Diferentemente do Reino Unido, onde a estrutura dos partidos centrais se mantém, novos partidos radicais vêm emergindo em quase todos os estados-membros da UE. Em vários deles, partidos radicais até há pouco desconhecidos ou marginais estão hoje no governo.
Esses partidos têm sido justificadamente classificados de ‘populistas’. Mas a grande questão consiste em saber por que motivo esse populismo está a ganhar significativo apoio popular em tantos países. Estará o eleitorado a ficar radical e populista? Em caso afirmativo, porquê?
Uma conjectura que venho apresentando há vários anos é que o eleitorado não está necessariamente a ficar mais radical.
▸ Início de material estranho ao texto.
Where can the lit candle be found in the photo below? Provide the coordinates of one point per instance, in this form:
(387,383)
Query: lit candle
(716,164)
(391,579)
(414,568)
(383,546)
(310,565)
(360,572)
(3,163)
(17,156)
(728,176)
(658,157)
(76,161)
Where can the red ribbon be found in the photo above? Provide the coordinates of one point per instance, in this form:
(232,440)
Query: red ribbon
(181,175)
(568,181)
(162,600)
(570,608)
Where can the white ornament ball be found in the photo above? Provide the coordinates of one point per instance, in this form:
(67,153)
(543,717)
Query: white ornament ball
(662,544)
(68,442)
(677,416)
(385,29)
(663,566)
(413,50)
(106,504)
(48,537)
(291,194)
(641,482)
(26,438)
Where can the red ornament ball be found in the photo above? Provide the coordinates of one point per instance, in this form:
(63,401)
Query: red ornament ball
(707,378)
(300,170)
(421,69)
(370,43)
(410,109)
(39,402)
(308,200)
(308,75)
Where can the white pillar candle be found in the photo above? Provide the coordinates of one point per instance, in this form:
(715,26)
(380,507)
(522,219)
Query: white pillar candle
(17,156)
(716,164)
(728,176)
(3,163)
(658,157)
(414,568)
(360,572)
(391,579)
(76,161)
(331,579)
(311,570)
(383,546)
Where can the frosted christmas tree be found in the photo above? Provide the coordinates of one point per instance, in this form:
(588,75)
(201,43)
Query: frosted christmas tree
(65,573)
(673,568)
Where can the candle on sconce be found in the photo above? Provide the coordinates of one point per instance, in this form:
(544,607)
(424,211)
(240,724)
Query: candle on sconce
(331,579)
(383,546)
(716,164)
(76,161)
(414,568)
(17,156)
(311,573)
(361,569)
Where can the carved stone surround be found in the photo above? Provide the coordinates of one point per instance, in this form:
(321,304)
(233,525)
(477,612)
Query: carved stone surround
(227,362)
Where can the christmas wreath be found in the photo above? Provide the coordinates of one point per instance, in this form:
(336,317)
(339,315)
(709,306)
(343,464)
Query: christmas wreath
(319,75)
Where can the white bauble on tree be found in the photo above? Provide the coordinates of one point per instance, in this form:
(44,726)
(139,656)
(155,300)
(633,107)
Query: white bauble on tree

Uma hipótese bastante plausível é que os partidos centrais europeus deixaram aos partidos radicais o monopólio de um tema que aqueles partidos centrais abandonaram: o tema da descentralização de poderes para o nível local (isto é, na UE, o nível nacional) e da devolução de poderes para os Parlamentos nacionais. Este tema tem-se tornado mais apelativo devido às vagas migratórias que chegam à Europa e à necessidade sentida pelos eleitorados e pelos Parlamentos nacionais de definirem as suas próprias políticas de imigração.
Por outras palavras, ao abandonarem o tema da descentralização e da devolução de poderes para os Parlamentos nacionais, os partidos centrais abriram um mercado eleitoral para os partidos radicais: o mercado do sentimento nacional. E o resultado tem sido que esses partidos radicais demagogicamente exploram o mercado eleitoral do sentimento nacional com uma linguagem populista, radical, por vezes mesmo racista e xenófoba.
Isto está a acontecer porque os partidos centrais erroneamente subscrevem o dogma de que ser europeísta significa necessariamente ser a favor de sempre maior integração supra-nacional — a chamada “Mais Europa” ou “ever-closer Union”. Este é um erro crasso que se arrisca a produzir “Mais Europa” com menos europeus (de certa forma já está a produzir, com a saída do Reino Unido).
A questão crucial reside em tornar possível a defesa de menos poderes para Bruxelas e de mais poderes para os Parlamentos nacionais sem que isso implique necessariamente a saída da União Europeia. Mas isto só será possível se for abandonado o dogma de que ser europeísta necessariamente significa ser a favor de sempre maior integração supra-nacional. Por sua vez, isso implica reconhecer a legitimidade do sentimento nacional e a sua compatibilidade com o ideal europeísta.